Seeds of Change
Not too long ago, I wrote about how happy I was that my holy basil plant was thriving. I’d grown it from seed and it was now over a year old.
About 2 weeks ago, I spotted a little critter on the plant.
It was stark still, holding its body perpendicular to the plant. “It’s getting ready to form a chrysalis,” I thought to myself. Leaving it there to do its thing, I envisioned the “holy butterfly” that was going to emerge.
Little did I know, its “thing” was to eat every single leaf off my basil plant! When I went out the next day, I was horrified! The leaves were gone and so was the caterpillar, off to find more of my plants to munch. Now I know this is nature’s way, but did it have to eat every single leaf?!
I thought my plant would come back, but after a week of looking at the withering stem turning brown and not one new leaf sprouting, I resigned to the fact that it was gone. I pulled the stem out, feeling the roots break… with a heavy heart. I couldn’t toss it aside, so I hopefully set it in another pot of soil, just in case…
In the meantime, I planted more seeds in its place. It got me thinking about the fleeting nature of life, and pretty much all things. We never know how long they’ll be around, and we can count on the fact that everything changes… as I wrote on a friend’s nostalgic post today about his old house being bulldozed to make room for a new home, “Change is the only constant.”
Change is part of the life cycle. Resist it as we may, we can’t stop it. We can only accept what is and appreciate what we have, in the moment.
Change often brings sorrow, bittersweet melancholy feelings about what we can’t “change.”
Such was the case with the big waves about a month ago (in September) that washed away the Cove House at Sycamore Beach in Malibu. Many of us watched, in horror, as the waves crashed up against the Cove House, destroying its foundation and eventually pulling it out to sea… leaving us only with the memories of what used to be, a house where so much fun was had… Now, the beach remains, with only splintered pieces of wood as proof that the house was ever there at all…

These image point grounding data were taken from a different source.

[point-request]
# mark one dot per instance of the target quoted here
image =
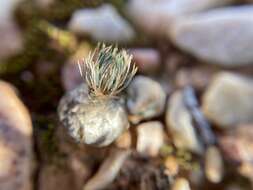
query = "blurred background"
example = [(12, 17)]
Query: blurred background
[(200, 52)]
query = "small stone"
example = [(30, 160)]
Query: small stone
[(146, 99), (102, 24), (181, 184), (228, 100), (155, 17), (150, 138), (213, 36), (214, 167), (171, 165), (125, 140), (180, 124), (96, 123), (147, 60), (15, 141), (108, 171), (237, 144)]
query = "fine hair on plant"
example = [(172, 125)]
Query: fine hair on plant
[(107, 71)]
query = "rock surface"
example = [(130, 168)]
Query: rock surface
[(96, 123), (156, 16), (147, 60), (102, 24), (179, 122), (146, 99), (181, 184), (223, 36), (228, 100), (150, 138), (214, 167), (15, 141)]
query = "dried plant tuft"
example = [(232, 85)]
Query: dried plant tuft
[(107, 71)]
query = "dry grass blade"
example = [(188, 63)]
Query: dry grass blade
[(107, 71)]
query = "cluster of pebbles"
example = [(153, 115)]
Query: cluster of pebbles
[(197, 122)]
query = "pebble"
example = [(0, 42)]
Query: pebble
[(146, 99), (15, 141), (96, 123), (108, 171), (237, 144), (102, 24), (181, 184), (125, 140), (228, 100), (150, 138), (147, 60), (171, 165), (221, 36), (154, 17), (214, 167), (179, 123)]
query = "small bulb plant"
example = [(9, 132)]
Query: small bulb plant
[(94, 113)]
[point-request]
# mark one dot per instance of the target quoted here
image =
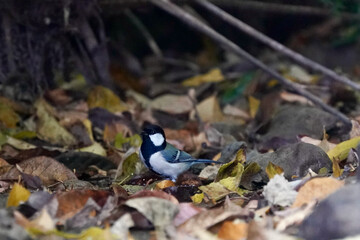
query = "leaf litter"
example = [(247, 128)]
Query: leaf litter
[(70, 166)]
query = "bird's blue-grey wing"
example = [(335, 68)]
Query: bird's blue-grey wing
[(176, 156), (172, 154)]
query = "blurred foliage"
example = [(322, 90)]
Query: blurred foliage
[(337, 6)]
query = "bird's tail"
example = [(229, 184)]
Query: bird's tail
[(202, 161)]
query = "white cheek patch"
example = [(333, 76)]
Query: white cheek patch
[(157, 139)]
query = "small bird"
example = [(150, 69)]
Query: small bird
[(163, 158)]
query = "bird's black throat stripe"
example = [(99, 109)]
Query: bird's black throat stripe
[(148, 148)]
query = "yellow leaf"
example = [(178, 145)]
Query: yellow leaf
[(341, 151), (97, 233), (197, 198), (241, 155), (164, 184), (17, 195), (253, 106), (48, 128), (272, 170), (95, 148), (215, 190), (8, 116), (231, 183), (88, 126), (103, 97), (214, 75), (167, 102)]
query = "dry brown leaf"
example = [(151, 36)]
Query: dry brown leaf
[(48, 128), (112, 129), (355, 130), (73, 201), (214, 75), (3, 162), (317, 188), (209, 110), (173, 104), (233, 231), (47, 169), (291, 97), (58, 97), (103, 97), (236, 112), (206, 219), (156, 193), (186, 211), (164, 184)]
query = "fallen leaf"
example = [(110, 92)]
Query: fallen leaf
[(336, 169), (103, 97), (155, 194), (209, 110), (272, 170), (159, 212), (164, 184), (8, 117), (214, 75), (278, 191), (294, 98), (197, 198), (18, 194), (133, 141), (299, 74), (95, 148), (253, 106), (316, 189), (236, 112), (173, 104), (43, 222), (48, 127), (355, 130), (206, 219), (233, 231), (341, 151), (71, 202), (186, 211), (19, 144), (215, 191), (121, 226), (47, 169)]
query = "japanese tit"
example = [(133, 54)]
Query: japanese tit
[(162, 157)]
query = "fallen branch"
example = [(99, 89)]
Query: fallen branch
[(229, 45), (276, 45)]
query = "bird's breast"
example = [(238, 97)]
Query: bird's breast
[(163, 167)]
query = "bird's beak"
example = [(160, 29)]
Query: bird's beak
[(143, 134)]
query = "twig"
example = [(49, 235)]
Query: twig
[(276, 45), (8, 42), (150, 40), (227, 44), (276, 8)]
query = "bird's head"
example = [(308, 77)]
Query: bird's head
[(154, 135)]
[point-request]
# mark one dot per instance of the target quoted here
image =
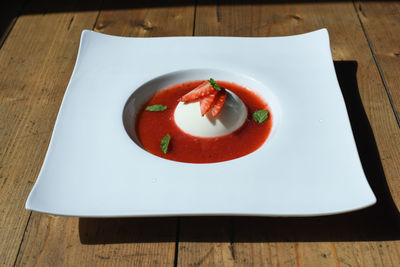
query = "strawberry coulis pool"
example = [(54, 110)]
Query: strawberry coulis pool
[(152, 126)]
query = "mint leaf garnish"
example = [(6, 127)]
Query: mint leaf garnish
[(156, 108), (260, 115), (214, 84), (164, 143)]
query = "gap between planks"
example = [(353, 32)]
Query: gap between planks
[(389, 95), (1, 44)]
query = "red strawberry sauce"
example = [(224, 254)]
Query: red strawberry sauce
[(152, 126)]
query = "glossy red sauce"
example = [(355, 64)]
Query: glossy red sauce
[(152, 126)]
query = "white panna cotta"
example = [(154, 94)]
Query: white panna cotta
[(233, 114)]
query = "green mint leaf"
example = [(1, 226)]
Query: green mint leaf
[(260, 115), (214, 84), (156, 108), (164, 143)]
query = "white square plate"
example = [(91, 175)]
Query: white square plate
[(308, 166)]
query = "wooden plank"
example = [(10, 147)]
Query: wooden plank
[(146, 20), (36, 61), (55, 241), (61, 241), (381, 22), (348, 239)]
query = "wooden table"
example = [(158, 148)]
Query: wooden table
[(39, 48)]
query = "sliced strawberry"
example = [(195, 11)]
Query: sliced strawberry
[(206, 102), (218, 103), (203, 89)]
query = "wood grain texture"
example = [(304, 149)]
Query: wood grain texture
[(36, 62), (59, 241), (144, 19), (314, 241), (381, 21)]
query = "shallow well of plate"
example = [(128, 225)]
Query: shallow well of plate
[(142, 94)]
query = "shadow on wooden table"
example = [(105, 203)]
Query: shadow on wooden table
[(379, 222)]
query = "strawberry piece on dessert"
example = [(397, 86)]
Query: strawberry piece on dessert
[(218, 103), (200, 91), (206, 102)]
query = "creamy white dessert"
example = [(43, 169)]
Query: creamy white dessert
[(233, 114)]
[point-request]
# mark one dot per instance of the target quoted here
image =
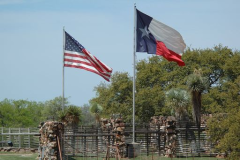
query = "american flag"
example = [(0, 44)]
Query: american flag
[(76, 56)]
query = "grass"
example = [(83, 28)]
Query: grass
[(15, 156), (147, 158)]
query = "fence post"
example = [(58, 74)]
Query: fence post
[(97, 141), (19, 138), (147, 141), (9, 131), (29, 139)]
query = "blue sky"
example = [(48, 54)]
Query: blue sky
[(31, 39)]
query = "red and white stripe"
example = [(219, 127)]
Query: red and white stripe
[(87, 62)]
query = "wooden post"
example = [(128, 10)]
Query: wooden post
[(29, 139), (97, 141), (2, 136), (19, 138), (59, 148)]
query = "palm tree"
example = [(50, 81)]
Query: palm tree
[(71, 117), (196, 85), (178, 99)]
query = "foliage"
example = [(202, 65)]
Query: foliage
[(178, 99), (117, 97), (20, 113), (197, 84), (87, 117), (70, 115), (156, 76), (96, 110), (224, 127), (52, 107)]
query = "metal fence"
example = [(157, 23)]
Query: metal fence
[(91, 141)]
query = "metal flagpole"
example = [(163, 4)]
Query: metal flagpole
[(63, 69), (134, 72)]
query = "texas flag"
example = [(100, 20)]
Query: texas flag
[(157, 38)]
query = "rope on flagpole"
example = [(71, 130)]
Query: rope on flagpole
[(134, 72), (63, 70)]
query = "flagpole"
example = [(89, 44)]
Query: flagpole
[(63, 69), (134, 72)]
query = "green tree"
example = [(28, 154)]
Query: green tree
[(197, 84), (115, 97), (20, 113), (178, 99), (87, 117)]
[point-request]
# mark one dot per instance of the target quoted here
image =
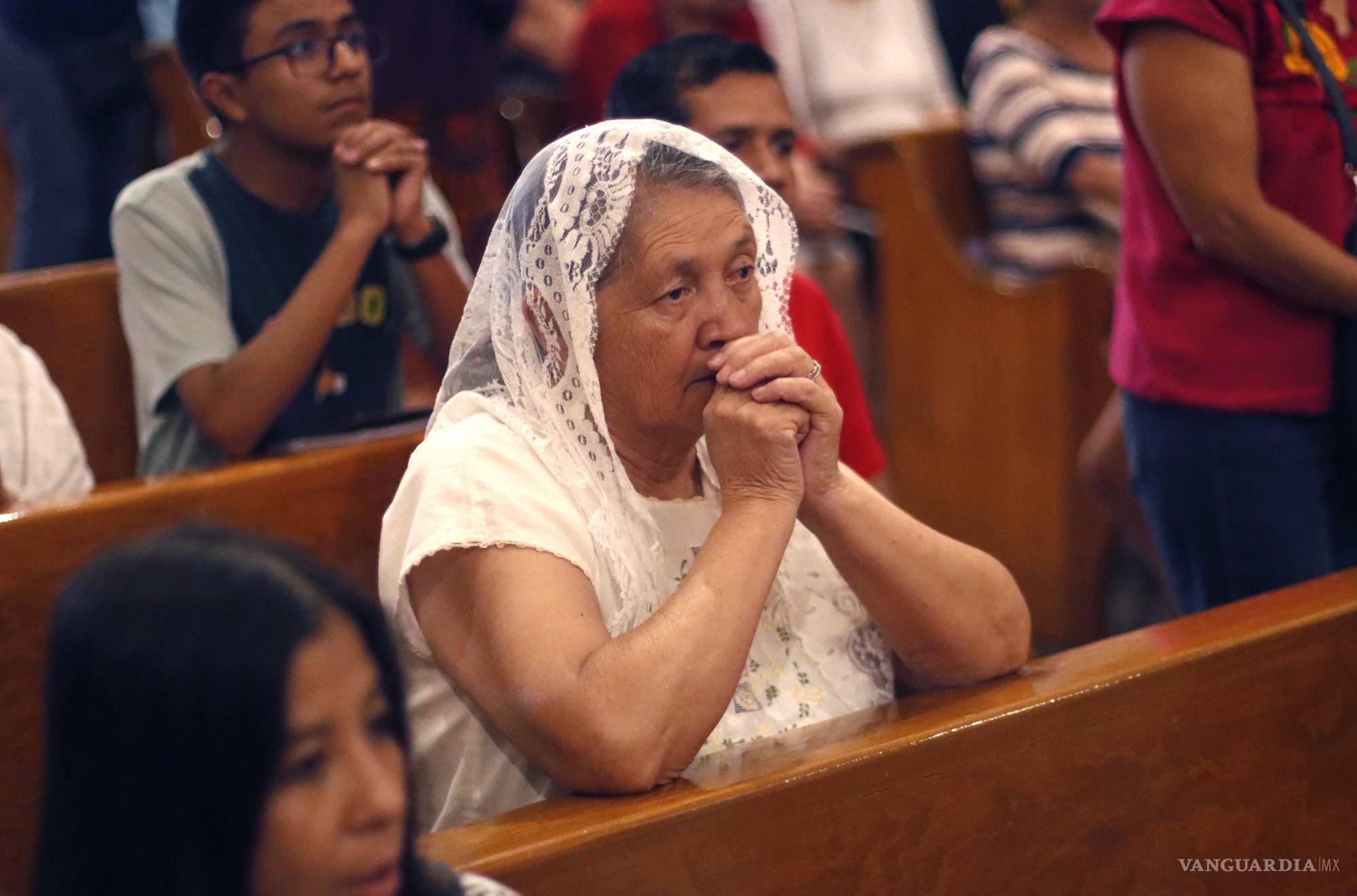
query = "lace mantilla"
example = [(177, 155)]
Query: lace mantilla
[(527, 337)]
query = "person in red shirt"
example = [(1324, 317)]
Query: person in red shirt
[(1233, 286), (618, 31), (729, 92)]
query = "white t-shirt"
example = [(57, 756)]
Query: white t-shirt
[(858, 71), (476, 484), (41, 455)]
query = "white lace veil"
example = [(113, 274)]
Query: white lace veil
[(557, 233)]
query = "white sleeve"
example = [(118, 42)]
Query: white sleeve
[(474, 484), (41, 455), (173, 291)]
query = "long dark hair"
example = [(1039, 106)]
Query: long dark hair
[(166, 683)]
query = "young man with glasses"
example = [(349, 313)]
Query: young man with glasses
[(265, 280)]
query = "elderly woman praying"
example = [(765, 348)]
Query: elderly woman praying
[(628, 541)]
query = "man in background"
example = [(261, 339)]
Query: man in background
[(265, 281)]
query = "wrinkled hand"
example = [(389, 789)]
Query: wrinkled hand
[(754, 447), (367, 159), (773, 368)]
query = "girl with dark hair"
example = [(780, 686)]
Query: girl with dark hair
[(226, 717)]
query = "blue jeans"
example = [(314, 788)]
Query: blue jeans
[(1241, 503), (70, 166)]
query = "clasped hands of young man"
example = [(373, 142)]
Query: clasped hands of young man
[(381, 169)]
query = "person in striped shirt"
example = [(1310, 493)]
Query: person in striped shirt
[(1046, 139)]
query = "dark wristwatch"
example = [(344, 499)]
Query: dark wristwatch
[(431, 245)]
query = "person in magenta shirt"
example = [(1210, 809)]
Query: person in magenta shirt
[(729, 92), (1234, 284)]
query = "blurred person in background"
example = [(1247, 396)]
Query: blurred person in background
[(729, 93), (1047, 149), (41, 455), (617, 31), (961, 21), (858, 71), (440, 81), (1046, 140), (74, 112), (1234, 291), (267, 281)]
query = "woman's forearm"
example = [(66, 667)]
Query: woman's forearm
[(953, 612), (602, 714), (1274, 250), (678, 671)]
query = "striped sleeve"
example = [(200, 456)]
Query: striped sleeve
[(1014, 106)]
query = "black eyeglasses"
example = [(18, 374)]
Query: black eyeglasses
[(316, 56)]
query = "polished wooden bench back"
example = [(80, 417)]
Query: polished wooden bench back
[(70, 317), (990, 391), (329, 503), (1229, 733)]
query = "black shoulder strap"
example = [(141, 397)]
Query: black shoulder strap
[(1295, 16)]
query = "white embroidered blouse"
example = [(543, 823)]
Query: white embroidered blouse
[(477, 482)]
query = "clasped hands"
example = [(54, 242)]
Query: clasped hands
[(381, 170), (769, 428)]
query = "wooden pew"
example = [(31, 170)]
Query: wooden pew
[(1230, 733), (329, 503), (70, 317), (990, 391)]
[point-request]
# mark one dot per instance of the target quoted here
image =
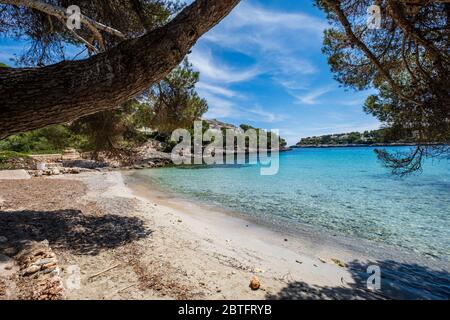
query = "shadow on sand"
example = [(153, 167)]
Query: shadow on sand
[(72, 230), (398, 281)]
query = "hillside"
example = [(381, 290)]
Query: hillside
[(380, 136)]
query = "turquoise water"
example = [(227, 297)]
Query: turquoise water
[(343, 190)]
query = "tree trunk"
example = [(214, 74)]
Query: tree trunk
[(35, 98)]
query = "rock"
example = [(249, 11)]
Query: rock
[(46, 261), (14, 175), (255, 284), (31, 270), (339, 263)]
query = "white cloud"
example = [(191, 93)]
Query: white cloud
[(311, 97), (218, 71), (222, 91), (273, 38)]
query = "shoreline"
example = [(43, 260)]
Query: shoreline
[(163, 247), (317, 244)]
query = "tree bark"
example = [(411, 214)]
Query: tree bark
[(35, 98)]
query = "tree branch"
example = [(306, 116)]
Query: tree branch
[(38, 97), (61, 14)]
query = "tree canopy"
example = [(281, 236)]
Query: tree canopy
[(124, 63), (406, 60)]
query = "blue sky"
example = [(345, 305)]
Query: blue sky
[(262, 65)]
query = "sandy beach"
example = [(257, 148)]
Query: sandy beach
[(131, 241)]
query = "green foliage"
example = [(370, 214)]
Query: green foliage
[(53, 139), (174, 101), (406, 61), (366, 138), (7, 156)]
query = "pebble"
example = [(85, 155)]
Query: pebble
[(42, 262), (31, 270)]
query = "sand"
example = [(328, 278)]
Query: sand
[(131, 241)]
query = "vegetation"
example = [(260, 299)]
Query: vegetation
[(407, 61), (366, 138), (141, 42), (53, 139), (168, 104)]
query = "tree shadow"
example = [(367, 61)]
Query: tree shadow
[(71, 229), (408, 281)]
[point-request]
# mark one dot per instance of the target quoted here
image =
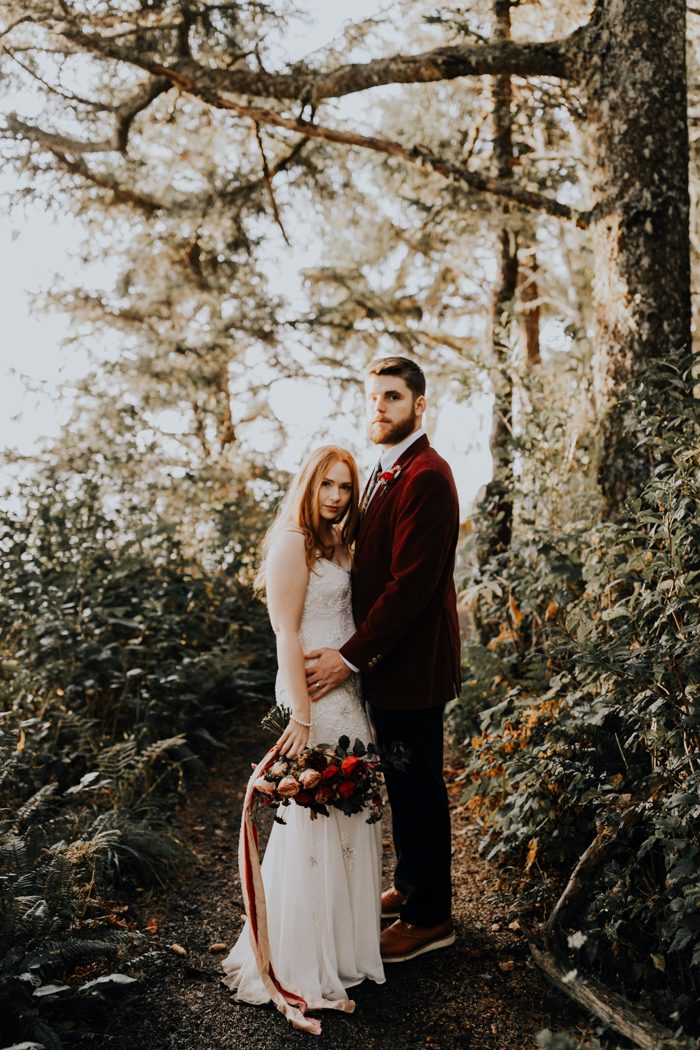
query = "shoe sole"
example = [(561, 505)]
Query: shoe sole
[(432, 946)]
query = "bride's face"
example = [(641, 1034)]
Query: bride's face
[(335, 491)]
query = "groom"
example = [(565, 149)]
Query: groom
[(406, 647)]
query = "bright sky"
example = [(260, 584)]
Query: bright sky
[(37, 371)]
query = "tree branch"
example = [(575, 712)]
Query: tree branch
[(125, 117), (121, 194), (417, 155), (312, 86)]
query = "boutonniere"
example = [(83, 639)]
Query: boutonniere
[(387, 478)]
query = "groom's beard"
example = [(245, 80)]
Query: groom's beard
[(381, 434)]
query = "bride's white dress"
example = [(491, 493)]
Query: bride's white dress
[(322, 878)]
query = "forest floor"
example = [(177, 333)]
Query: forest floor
[(483, 993)]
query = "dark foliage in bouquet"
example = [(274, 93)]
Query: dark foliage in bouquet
[(346, 778)]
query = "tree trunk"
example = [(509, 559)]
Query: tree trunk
[(632, 66), (499, 499), (528, 294)]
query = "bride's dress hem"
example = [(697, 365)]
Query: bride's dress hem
[(321, 878)]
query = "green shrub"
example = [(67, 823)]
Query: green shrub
[(590, 647)]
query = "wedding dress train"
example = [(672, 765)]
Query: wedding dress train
[(322, 877)]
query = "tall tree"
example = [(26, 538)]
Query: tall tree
[(627, 60)]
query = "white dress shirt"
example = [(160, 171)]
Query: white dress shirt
[(386, 461), (391, 454)]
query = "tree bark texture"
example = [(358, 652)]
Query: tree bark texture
[(499, 499), (629, 63), (632, 65)]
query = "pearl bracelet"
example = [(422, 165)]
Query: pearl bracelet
[(299, 722)]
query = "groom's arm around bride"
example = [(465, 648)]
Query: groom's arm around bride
[(406, 645)]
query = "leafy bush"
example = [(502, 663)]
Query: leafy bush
[(122, 658), (590, 646)]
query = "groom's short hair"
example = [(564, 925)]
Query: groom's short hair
[(403, 366)]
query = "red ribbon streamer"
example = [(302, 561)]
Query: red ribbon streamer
[(289, 1002)]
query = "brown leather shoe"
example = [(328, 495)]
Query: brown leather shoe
[(402, 940), (391, 899)]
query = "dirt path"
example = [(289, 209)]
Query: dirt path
[(483, 993)]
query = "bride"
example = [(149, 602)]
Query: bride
[(322, 877)]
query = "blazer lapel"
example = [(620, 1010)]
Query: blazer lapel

The Grateful Dead captured the feeling so well (as they so often did) in “The Music Never Stopped”:
“No one’s noticed, but the band’s all packed and gone
Was it ever there at all?
But they keep on dancin’
C’mon children, c’mon children, come on, clap your hands…
And the fields are full of dancin’
Full of singin’ and romancin’
The music never stopped…”
And there is the key… to hear the music, if only in your memory, and keep on dancing… through the changes of our times, because, in the words of another musical sage, “the times they are a changing…”
Planting new seeds, we continue to grow.